Namlea,iNewsUtama.com – Ada getar lembut di balik senyum tenang Abdullah Vanath ketika ia mengisahkan satu masa yang ia sebut sebagai “saat terindah” dalam hidupnya. Bukan di tengah hiruk pikuk politik atau sorak kemenangan, melainkan di sudut sunyi kampung halamannya, pesisir Seram Bagian Timur.
Itu terjadi ketika musim durian mulai berbunga. Udara sore menghembuskan wangi manis samar—aroma janji dari buah yang belum matang.

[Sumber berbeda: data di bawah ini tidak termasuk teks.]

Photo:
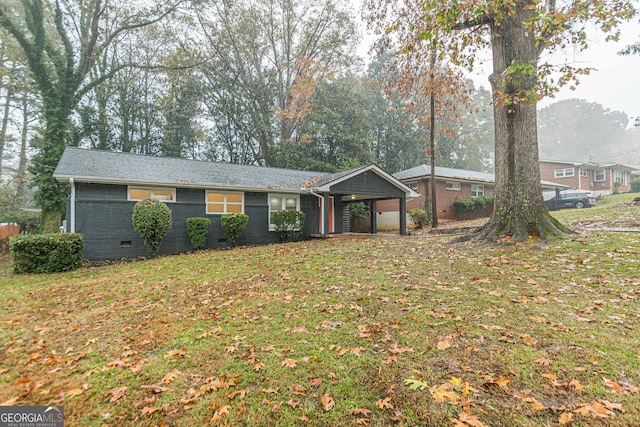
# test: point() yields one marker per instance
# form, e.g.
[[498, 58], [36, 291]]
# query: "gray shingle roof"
[[126, 168]]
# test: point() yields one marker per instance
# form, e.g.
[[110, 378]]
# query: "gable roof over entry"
[[108, 167]]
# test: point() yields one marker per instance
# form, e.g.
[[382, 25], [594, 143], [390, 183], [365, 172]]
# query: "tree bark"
[[519, 211]]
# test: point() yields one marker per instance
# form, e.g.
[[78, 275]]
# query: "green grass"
[[514, 334]]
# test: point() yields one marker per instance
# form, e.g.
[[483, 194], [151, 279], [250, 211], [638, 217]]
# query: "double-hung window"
[[282, 202], [450, 185], [162, 194], [563, 173], [477, 190], [219, 202]]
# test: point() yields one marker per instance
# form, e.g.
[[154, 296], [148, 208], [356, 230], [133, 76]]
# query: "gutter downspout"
[[72, 207], [321, 210]]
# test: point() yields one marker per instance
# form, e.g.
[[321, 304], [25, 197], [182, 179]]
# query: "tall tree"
[[266, 59], [517, 31], [62, 40], [577, 130]]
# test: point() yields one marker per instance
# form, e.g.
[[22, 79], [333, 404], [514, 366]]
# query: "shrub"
[[420, 217], [198, 228], [152, 219], [46, 253], [470, 204], [288, 223], [234, 225], [28, 221]]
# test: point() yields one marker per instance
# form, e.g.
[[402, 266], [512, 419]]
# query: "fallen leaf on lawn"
[[289, 363], [298, 389], [242, 393], [501, 382], [444, 344], [385, 403], [176, 354], [576, 384], [327, 402], [222, 411], [443, 393], [465, 420], [150, 410], [171, 376], [315, 381], [74, 392], [276, 407], [543, 361], [116, 393], [565, 418]]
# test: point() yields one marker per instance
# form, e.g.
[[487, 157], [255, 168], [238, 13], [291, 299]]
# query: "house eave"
[[179, 184]]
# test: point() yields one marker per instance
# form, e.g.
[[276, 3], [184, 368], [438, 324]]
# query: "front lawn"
[[407, 331]]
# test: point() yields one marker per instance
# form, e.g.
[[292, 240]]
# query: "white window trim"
[[477, 186], [564, 173], [455, 186], [624, 177], [206, 201], [151, 189], [282, 196]]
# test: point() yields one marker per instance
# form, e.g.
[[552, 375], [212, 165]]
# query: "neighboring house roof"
[[442, 172], [461, 175], [135, 169], [594, 165]]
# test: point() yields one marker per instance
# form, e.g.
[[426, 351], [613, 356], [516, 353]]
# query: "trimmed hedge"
[[234, 225], [420, 217], [288, 223], [198, 229], [465, 204], [46, 253], [152, 219]]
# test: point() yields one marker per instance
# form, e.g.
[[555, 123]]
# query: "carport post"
[[403, 216], [374, 219], [325, 213]]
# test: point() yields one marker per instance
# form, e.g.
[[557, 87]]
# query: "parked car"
[[571, 199]]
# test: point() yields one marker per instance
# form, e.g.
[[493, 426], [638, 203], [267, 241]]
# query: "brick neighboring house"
[[599, 178], [451, 184]]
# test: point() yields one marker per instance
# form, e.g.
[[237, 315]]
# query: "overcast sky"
[[615, 82]]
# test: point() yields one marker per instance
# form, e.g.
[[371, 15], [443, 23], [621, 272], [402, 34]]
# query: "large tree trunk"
[[519, 209]]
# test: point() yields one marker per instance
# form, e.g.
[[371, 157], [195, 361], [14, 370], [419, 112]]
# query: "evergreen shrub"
[[46, 253]]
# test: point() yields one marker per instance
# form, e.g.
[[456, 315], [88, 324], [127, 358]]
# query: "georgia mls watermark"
[[31, 416]]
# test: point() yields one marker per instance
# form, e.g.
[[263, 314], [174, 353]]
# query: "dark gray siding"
[[103, 217]]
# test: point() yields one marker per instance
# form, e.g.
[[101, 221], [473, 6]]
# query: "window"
[[222, 203], [163, 194], [282, 202], [563, 173], [620, 178], [477, 190], [453, 186]]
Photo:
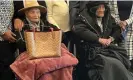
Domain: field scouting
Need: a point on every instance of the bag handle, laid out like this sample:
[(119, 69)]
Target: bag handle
[(51, 29)]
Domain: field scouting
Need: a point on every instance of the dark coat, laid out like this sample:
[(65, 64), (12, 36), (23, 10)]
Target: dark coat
[(74, 8), (86, 28)]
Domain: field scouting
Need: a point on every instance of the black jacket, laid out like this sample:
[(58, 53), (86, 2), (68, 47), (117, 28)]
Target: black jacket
[(86, 28)]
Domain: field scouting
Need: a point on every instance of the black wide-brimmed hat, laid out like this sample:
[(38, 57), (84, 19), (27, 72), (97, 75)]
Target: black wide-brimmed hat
[(93, 5), (32, 4)]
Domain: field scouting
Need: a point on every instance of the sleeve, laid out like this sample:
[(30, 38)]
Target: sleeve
[(50, 18), (116, 30), (130, 20), (74, 9), (6, 13), (81, 30), (114, 10)]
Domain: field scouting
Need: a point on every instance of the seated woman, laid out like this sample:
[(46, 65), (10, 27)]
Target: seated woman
[(99, 56), (33, 19), (59, 68)]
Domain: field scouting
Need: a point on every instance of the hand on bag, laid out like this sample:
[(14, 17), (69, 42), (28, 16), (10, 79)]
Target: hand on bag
[(108, 41), (105, 42), (9, 36), (18, 24), (123, 24)]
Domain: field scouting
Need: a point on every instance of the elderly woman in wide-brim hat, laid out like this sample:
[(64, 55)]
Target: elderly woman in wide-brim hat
[(33, 19), (99, 57)]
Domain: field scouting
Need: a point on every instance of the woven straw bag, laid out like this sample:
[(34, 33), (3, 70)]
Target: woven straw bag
[(43, 44)]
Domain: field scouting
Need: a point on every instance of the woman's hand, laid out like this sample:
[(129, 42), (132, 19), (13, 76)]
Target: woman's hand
[(105, 42), (18, 24), (123, 24)]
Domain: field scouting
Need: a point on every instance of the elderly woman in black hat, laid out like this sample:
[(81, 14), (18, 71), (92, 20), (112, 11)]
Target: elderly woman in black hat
[(32, 20), (99, 56)]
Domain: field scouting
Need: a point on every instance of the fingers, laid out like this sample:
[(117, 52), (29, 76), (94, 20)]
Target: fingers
[(123, 24), (18, 24)]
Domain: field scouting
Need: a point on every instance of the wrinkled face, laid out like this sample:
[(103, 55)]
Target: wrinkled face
[(100, 11), (33, 15)]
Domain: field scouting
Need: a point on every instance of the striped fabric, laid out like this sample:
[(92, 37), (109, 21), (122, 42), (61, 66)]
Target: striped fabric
[(129, 35), (6, 13)]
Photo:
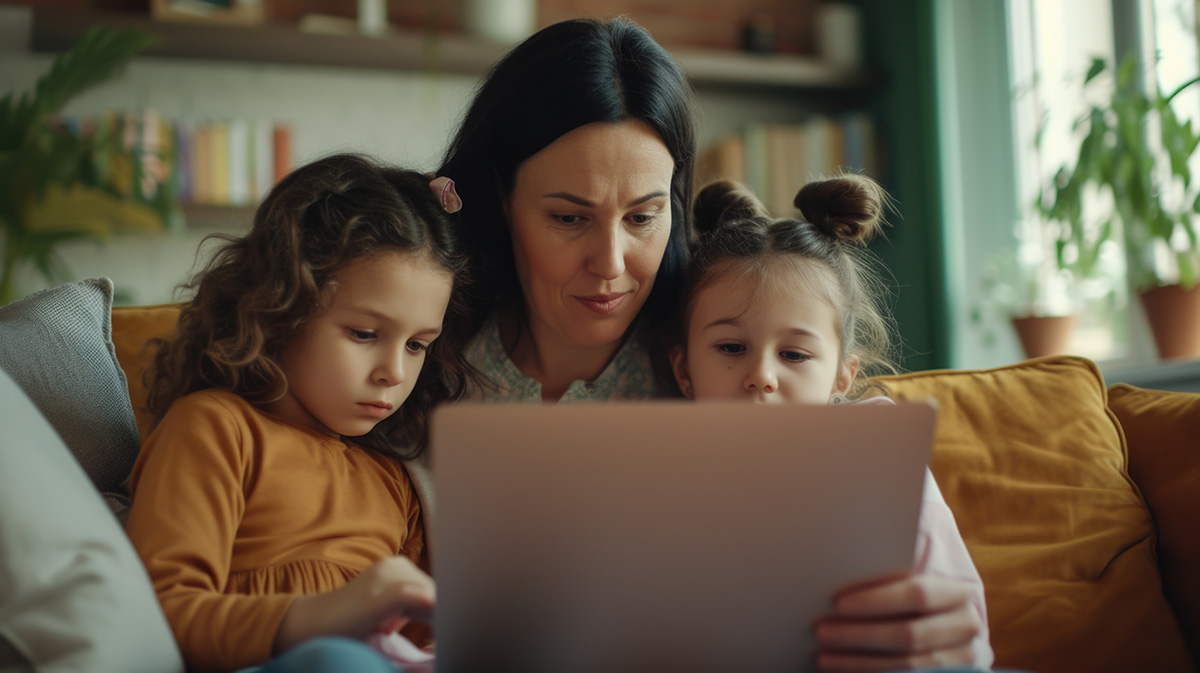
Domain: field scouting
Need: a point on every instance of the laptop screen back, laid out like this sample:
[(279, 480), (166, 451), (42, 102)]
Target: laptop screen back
[(664, 536)]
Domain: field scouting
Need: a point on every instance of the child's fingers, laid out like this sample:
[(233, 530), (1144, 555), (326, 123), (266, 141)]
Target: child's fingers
[(393, 624)]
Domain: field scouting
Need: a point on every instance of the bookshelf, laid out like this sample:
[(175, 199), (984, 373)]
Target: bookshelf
[(54, 30), (749, 86)]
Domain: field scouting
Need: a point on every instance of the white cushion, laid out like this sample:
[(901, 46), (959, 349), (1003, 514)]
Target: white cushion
[(73, 594)]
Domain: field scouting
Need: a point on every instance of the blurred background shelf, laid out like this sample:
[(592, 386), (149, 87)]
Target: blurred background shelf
[(54, 30)]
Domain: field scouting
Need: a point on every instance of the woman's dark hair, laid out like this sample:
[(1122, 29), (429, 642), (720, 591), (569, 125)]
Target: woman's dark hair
[(567, 76), (258, 290), (840, 215)]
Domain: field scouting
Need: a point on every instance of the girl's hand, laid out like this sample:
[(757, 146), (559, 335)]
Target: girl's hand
[(388, 595), (913, 622)]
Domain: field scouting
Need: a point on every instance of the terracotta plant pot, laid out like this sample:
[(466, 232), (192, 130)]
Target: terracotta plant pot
[(1174, 316), (1044, 335)]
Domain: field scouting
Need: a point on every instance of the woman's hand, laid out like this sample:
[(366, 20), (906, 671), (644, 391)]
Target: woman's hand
[(915, 622), (387, 595)]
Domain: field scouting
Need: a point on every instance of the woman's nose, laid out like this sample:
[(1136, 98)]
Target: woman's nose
[(606, 257), (761, 378)]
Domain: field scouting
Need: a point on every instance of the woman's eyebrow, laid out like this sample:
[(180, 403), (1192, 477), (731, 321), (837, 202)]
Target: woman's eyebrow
[(586, 203)]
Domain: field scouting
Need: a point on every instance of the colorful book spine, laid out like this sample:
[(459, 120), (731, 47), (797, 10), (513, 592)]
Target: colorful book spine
[(239, 162)]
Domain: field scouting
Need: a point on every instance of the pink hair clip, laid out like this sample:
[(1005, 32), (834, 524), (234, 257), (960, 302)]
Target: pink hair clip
[(443, 188)]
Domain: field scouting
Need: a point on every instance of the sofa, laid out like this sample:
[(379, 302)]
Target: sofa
[(1080, 502)]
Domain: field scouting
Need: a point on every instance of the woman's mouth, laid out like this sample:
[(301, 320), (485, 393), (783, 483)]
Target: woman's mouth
[(377, 409), (603, 304)]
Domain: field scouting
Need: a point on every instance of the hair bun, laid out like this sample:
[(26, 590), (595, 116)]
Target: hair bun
[(724, 202), (847, 208)]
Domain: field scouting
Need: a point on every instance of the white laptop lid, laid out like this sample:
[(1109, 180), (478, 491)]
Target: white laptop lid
[(664, 536)]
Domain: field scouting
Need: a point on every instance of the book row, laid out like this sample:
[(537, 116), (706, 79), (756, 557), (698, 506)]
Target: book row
[(228, 162), (775, 160)]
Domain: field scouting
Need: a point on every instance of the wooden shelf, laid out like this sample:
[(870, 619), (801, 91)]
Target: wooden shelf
[(55, 30), (235, 218)]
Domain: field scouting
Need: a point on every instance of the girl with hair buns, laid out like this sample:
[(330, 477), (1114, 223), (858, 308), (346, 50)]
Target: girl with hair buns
[(790, 311)]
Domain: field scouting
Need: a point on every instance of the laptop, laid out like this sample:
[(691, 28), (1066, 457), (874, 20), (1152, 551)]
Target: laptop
[(664, 536)]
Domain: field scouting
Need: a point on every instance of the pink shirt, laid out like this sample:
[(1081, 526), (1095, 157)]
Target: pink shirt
[(941, 551)]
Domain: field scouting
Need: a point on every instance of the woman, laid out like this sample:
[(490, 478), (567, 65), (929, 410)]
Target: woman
[(575, 166)]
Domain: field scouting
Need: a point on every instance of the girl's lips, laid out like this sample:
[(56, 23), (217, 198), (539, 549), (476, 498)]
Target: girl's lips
[(603, 304)]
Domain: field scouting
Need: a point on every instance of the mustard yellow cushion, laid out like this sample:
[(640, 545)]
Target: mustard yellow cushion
[(1035, 468), (1163, 433), (132, 328)]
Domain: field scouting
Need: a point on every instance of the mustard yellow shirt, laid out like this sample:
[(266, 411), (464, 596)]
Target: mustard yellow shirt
[(235, 512)]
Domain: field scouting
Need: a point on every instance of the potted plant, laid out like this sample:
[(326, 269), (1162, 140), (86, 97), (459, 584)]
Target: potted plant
[(1135, 150), (58, 185)]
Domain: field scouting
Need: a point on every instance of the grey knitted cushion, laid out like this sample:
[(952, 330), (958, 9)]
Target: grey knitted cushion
[(57, 344)]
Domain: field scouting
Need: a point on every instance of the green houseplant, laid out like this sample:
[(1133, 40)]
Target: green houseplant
[(1134, 150), (58, 185)]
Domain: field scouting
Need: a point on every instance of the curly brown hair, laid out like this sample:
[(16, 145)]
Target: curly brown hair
[(840, 215), (252, 298)]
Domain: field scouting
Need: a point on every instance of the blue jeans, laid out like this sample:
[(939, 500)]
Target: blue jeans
[(328, 655)]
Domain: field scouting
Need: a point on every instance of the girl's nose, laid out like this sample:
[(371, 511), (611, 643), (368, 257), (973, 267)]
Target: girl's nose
[(390, 371), (606, 257)]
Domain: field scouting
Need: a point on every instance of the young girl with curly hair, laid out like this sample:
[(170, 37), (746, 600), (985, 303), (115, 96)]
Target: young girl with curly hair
[(790, 311), (270, 504)]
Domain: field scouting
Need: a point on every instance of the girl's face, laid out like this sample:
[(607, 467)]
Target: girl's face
[(591, 217), (355, 362), (771, 344)]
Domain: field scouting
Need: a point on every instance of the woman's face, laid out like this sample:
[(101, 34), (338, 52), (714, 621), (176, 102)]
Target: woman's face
[(591, 217)]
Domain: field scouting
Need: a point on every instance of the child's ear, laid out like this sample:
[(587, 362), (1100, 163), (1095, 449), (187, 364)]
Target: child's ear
[(679, 367), (846, 374)]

Tanah basah selepas hujan, embun yang menitik di pucuk daun, dan hening yang dipecah oleh kicau burung, menjadi latar harmoni yang jarang disadari orang.
Dengan senapan angin kesayangannya, Vanath melangkah sendirian menembus rimba. Cahaya matahari memercik di sela dedaunan, dedaun basah menggesek lirih, seperti rahasia yang hanya alam dan dirinya yang tahu. Di setiap langkah, ia tidak sekadar memburu burung, tetapi juga memburu ketenangan yang menenangkan jiwa.
Namun, puncak kebahagiaannya justru hadir di malam hari, di sebuah kebun sederhana, hanya beberapa meter dari bibir pantai. Di sanalah ia duduk bersama sang istri, tanpa kata, hanya ditemani irama ombak malam. Angin laut menyapu wajah mereka, membawa aroma asin yang berpadu wangi bunga kelapa. Di atas sana, bintang-bintang tampak begitu dekat, seolah Tuhan menurunkannya hanya untuk mereka berdua.
Bagi Vanath, pantai bukanlah garis batas antara darat dan laut. Ia adalah altar sunyi tempat hati beristirahat, tempat segala lelah hanyut bersama arus, dan tempat setiap tarikan napas menjadi doa.
“Malam-malam itu,” ucapnya lirih, “membuat saya percaya… kebahagiaan sejati tidak pernah memerlukan alasan. Ia hanya datang, dan hati kita tahu saat ia tiba.”
Kisah ini adalah pengingat bahwa di antara wangi bunga durian, desir ombak, dan langit berbintang, manusia bisa menemukan rumahnya—di dalam hatinya sendiri.